As a gesture, the shaka is formed by extending the pinky and thumb of your fist and has become a stalwart symbol of good vibes and positivity across the world. Whether you’re in Minnesota or Makiki, if you throw a shaka with a smile, most people will catch your vibe. While the shaka can be thrown in a variety of forms (we recommend keeping them loose) and hold a variety of subtle meanings (everything from “hello or goodbye” to “understood”) it’s become a ubiquitous gesture of aloha the world over. But where did the shaka actually come from?
Like all great legends, the history of the shaka is shrouded in a blanket of mystery. While we’ve heard that the shaka can trace its lineage back to a variety of origins, the most commonly accepted version states that the first shaka was inadvertently thrown by a local man named Hamana Kalili. As the tale goes, Kalili—who worked for the Kahuku Sugar Mill on the North Shore—had an unfortunate accident that resulted in the loss of his index, middle, and ring finger. Following the incident that claimed his fingers, Kalili was reassigned to a new position at the mill as a security guard for the sugar cane railroad that connected Honolulu to the North Shore.

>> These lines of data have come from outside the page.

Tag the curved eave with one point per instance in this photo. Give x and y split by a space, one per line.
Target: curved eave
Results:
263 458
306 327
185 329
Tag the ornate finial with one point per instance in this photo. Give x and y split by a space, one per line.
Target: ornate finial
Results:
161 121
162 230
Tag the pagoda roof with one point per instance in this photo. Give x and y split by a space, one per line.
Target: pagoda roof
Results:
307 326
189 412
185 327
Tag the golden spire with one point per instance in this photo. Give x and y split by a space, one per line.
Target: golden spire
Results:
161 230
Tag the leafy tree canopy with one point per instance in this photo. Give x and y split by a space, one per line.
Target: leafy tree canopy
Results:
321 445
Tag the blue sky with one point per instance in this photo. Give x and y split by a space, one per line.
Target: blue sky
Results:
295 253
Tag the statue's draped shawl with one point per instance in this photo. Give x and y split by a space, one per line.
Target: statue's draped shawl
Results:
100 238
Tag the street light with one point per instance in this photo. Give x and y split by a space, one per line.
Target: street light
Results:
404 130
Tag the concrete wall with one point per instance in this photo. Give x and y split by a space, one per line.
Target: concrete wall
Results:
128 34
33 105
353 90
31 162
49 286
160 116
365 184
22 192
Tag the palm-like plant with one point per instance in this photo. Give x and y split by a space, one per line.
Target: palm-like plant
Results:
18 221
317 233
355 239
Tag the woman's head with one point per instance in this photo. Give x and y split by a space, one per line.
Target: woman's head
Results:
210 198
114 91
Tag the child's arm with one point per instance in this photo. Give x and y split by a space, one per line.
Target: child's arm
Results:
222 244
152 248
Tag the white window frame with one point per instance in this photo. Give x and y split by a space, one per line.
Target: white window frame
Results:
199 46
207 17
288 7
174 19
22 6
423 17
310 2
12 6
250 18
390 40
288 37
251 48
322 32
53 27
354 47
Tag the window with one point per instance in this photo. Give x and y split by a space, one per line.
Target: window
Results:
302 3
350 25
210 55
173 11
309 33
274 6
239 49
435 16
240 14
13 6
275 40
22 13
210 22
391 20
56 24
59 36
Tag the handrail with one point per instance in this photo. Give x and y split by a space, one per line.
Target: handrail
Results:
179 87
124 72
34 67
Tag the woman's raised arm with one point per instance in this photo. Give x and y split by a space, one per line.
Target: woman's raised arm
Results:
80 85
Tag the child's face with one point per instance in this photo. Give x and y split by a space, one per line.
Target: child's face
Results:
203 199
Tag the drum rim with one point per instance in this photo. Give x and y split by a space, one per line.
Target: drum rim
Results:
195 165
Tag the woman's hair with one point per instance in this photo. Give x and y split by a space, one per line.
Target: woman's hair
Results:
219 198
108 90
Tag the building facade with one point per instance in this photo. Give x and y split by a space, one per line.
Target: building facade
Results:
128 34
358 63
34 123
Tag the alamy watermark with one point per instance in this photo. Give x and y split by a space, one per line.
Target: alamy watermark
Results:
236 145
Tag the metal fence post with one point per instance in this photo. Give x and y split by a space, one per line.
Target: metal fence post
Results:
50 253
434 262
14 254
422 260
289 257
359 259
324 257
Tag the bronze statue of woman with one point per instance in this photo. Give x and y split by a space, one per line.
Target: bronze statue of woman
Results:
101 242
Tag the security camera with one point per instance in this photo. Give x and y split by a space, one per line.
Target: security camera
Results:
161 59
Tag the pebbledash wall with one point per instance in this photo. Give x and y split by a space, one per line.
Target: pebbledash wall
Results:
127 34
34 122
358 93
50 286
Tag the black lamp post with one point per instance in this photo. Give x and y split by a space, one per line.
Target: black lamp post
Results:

It was here, while waving to passers-by, that it’s thought that the shaka was born.
“Some say that Kalili would wave his hand when the train was clear to move, others say he would use it to wave kids off the tracks,” wrote the website The Inertia. “Still others say the local kids used to test their luck by taking sugar canes off the train, but when Hamana was there he’d give them a hard time, so they developed a way to signal each other when Hamana was on guard.”
Still, others claim that the shaka, which, as we’ve established, is often associated with a carefree, easy-going outlook on life, is derived from an ancient Buddhist named Shakyamuni who would form shakas with his hands while meditating.
While the term shaka may not be derived from the Hawaiian language, the use of the term is often credited to local Honolulu TV star and actor Lippy Espinda, who would throw a shaka and exclaim his catchphrase “shaka, brah” when he appeared on television commercials selling used cars.
Despite its loosely contested beginnings, the rise in popularity of the shaka can largely be attributed to local surfers of the 1960s and ’70s who used the hand gesture to signify their status as a surfer to other surfers. Think of it as a good-vibes gang sign of sorts. Fast-forward a few decades and thanks to films portraying surfers and the people of Hawaiʻi, the shaka has taken over the world. Far and wide, in places with no discernible connection to Hawaiʻi, shakas are thrown in countless numbers each and every day. There’s even a shaka emoji! And we think that’s a darn-good thing. After all, who among us couldn’t use a reminder to take life a bit slower and be a little more easy-going?
No matter how you throw them or at whom, a shaka is a mighty wonderful—and uniquely Hawaiian—hand gesture. Whether you’re thanking the driver in traffic for letting you in or greeting an old friend, a well-thrown shaka is a thing of beauty and is always appreciated in the islands.